Hyperlite and Ronix were running their demo day and the weather could not have been better - the wind was down, and the sun was shining. Ideal for a cable park session, I was told.
A scene to be seen
I was interested see what the wakeboard scene was like. Most people know that every sport has its cliques, and after a fair few years trying to understand (and unsuccessfully avoid) the trappings of snowboarding and surfing cool-isms. A fair few young rippers were hanging about, riding, and getting involved with Foxlake’s Advanced Coaching sessions. It was cool to see a bunch of parents and adults getting involved too – chatting to the brand reps and testing some gear out themselves. It might have been the side-effects of a sunny day in Scotland, but everyone was happy, inclusive and definitely having a good time.
The Freeze expert-in-wake, Blair Fraser, and local pro-ripper, Eve Smith-Lang, took me through some of the more complicated wakeboard terminology, and I quickly realised that my ‘couple of tows’ were a mere ripple in the vast expanse of the world’s ‘fastest growing watersport’. The differences between boat and cable wakeboarding, it turns out, are quite vast. Aside from the obvious lack of large jet-powered floating machine towing you, cable wakeboarding has evolved to focus on hitting obstacles like rails, boxes and kickers – much like freestyle snowboarding, if you ignore the overhead cable and motor for a moment. Before ‘big plastic boxes and booters, people would get spinny with Air tricks’, Blair informed me, ‘you load tension into the overhead line to get lift, watch me’. A simple enough concept, I thought, but it turns out it’s pretty hard to make it look as smooth as he does.
Able to cable?
The bluebird day and 14°C water made a deep-water start a lot more appealing than it should’ve been for Scotland in May. So far wakeboarding was getting a positive review. Foxlake Adventures use a System 2.0 cable which means someone controls the speed, brings the handle back to you, and shouts advice when you bail. Very helpful. A cable park generally runs a bit slower than being towed behind a boat, making it a lot more forgiving. It also means it’s not as bad when you do fall. You’re still going to get water up your nose, but it’s a lot less likely to feel like jet-powered irrigation. It’s also a lot quicker to get back up and riding again, with a few tips from the dock on what went wrong. Progression came quickly with the helpful advice of the Foxlake staff, and by the end of the first 15-minute session I was standing up, riding, and definitely smiling. It was easy to see how this could get addictive.
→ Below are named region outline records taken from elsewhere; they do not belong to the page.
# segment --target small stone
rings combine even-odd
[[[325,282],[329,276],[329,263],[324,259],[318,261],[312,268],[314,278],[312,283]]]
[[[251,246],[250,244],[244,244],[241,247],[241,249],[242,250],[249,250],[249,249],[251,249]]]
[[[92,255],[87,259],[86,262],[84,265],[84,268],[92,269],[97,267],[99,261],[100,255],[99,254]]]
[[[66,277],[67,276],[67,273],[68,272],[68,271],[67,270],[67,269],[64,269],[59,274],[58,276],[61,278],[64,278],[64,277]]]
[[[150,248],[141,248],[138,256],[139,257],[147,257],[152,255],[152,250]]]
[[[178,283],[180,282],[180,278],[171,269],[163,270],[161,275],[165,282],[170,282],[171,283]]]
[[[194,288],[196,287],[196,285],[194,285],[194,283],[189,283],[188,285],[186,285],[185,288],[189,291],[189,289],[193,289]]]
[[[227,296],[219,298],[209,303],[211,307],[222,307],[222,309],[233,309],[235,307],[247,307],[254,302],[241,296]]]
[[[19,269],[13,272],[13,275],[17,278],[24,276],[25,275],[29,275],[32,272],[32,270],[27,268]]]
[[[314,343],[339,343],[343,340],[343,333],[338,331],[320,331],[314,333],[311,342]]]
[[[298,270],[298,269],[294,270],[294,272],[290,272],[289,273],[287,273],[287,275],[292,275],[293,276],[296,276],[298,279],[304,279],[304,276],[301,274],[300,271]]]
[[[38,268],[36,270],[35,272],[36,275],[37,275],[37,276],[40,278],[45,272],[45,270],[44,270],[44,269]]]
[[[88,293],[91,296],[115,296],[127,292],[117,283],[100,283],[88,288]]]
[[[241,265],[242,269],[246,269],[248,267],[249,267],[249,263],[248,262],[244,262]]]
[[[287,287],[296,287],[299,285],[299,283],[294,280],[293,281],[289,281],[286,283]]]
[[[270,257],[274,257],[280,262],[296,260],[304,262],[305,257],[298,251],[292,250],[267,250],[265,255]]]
The story of wakeboarding is pretty gripping too, even though it’s mostly the chronicles of one innovative guy named Herb, who did some interesting things… and started most of the industry’s brands along the way. I’m not one to turn down some tech-talk either so I spent the afternoon finding out about the flex, construction, shape and technologies that go into wakeboards and bindings. Then it was time for the true test – could I tell the difference between an entry-level wakeboard and this year’s Kinetik Project? Definitely, even if my ability meant the true potential of both boards wasn’t quite exhausted.
There’s more to a wakeboard than meets the eye
So, a big thanks to Foxlake, Hyperlite and Ronix. And to Blair and Eve Smith-Lang for advice, stoke and an introduction to the world of wake. I’ll admit it. I was certainly dubious about wakeboarding. My memories of being tugged about behind a boat weren’t the most exciting, and in the years between I’d found alternative shapes and sizes of boards to ride, on different things, that I thought were pretty cool. How did cable-park wakeboarding stand up to the pure source of swell-hunting? Well, it’s a lot warmer in the water than the North East of Scotland. Aside from that it was just entirely different, and a whole lot of fun. So, would I do it again? Hell yeah, again and again.